それをご説明する前に中国の思想家・老子の言葉を引いてみます。意訳はこんなふうです。
「これはあらゆる物が混じり合って成り立っている。これは天地よりももっと先にあった。音もなく、形もない。ただこれだけあって変化もせず、薄まって消えてしまうこともない。これこそが万物の母。名前をつけて良いのかわからないが、仮に“道”という。強いて名付けるなら“大”という」。
これが老子のいう道の概念です。道は母なる根元的なもので、天地に先立ってあったものだと云うのです。そうして、それは本来なら「大」と名付けるものなのだと。
この場合の老子の考え方は道路という意味の道ではなく、道教(タオイズム。
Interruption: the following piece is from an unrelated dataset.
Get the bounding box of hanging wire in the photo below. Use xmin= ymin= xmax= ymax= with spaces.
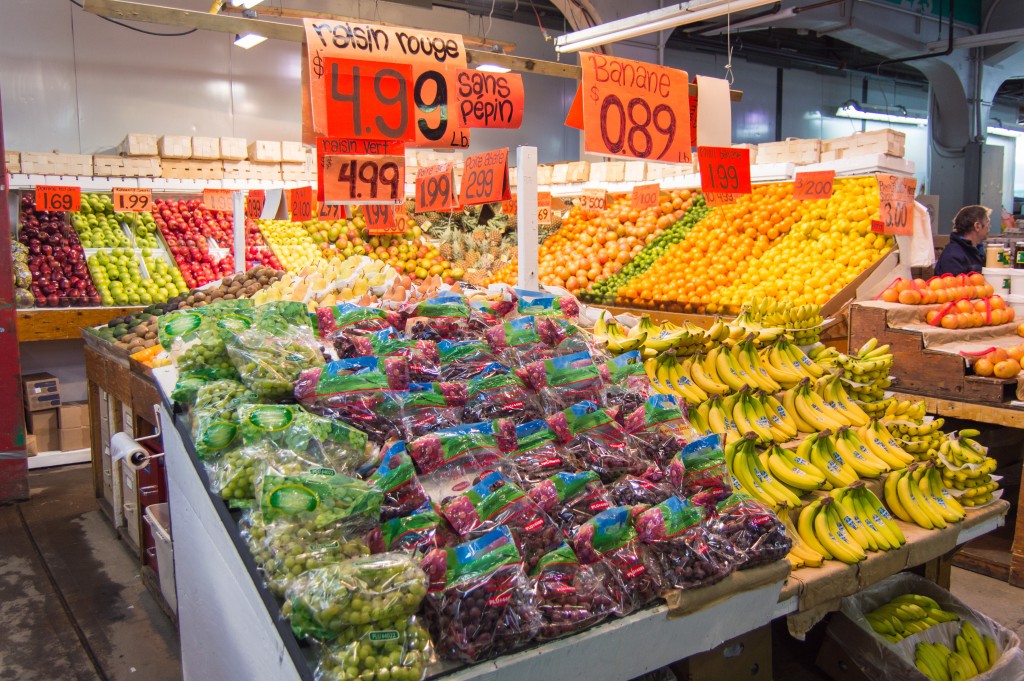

老子、荘子の系譜)で云うところの道なのです。
道教の教えでは、宇宙に広がっていて人が自然と動かされている根元的なもの、それを道というのです。
一方、日本で道は、(侵略する相手の)首を下げて歩いている状態を象形化したものです。まだ踏み込んだことのない相手の空間、そういった場所には、祖先の霊がいて侵略者に悪さをする。そこでその霊を封印し、鎮めるために相手の首を持って歩いたのです。その行為を「導く」といい、祓(はら)い清められた道を「途」とよんで区別しました。
意味の似た言葉に「遊」という文字があります。遊は旗竿を立てて未知なる場所へ出かけていく姿を表しています。柱、榊、花笠、そういったアンテナ状のもの(まとめて依代=よりしろという)には神が宿ったのです。
その代表的なものが旗です。少し厳密に言うと、旗を持った人間が進み行くというよりも、神が行くという感覚です。旗は神の乗り物なのです。
戦国時代にも多く見られる戦場へと携える幾種類もの旗にも、祖先霊や神々の叡智を借りるという意味があったのです。
さて、北海道とはどんな道でしょうか。いや、そんな道は聞いたことがありません。元々道とは、ある空間のことを指していて、真っ直ぐにのびている道路のことではなかったのです。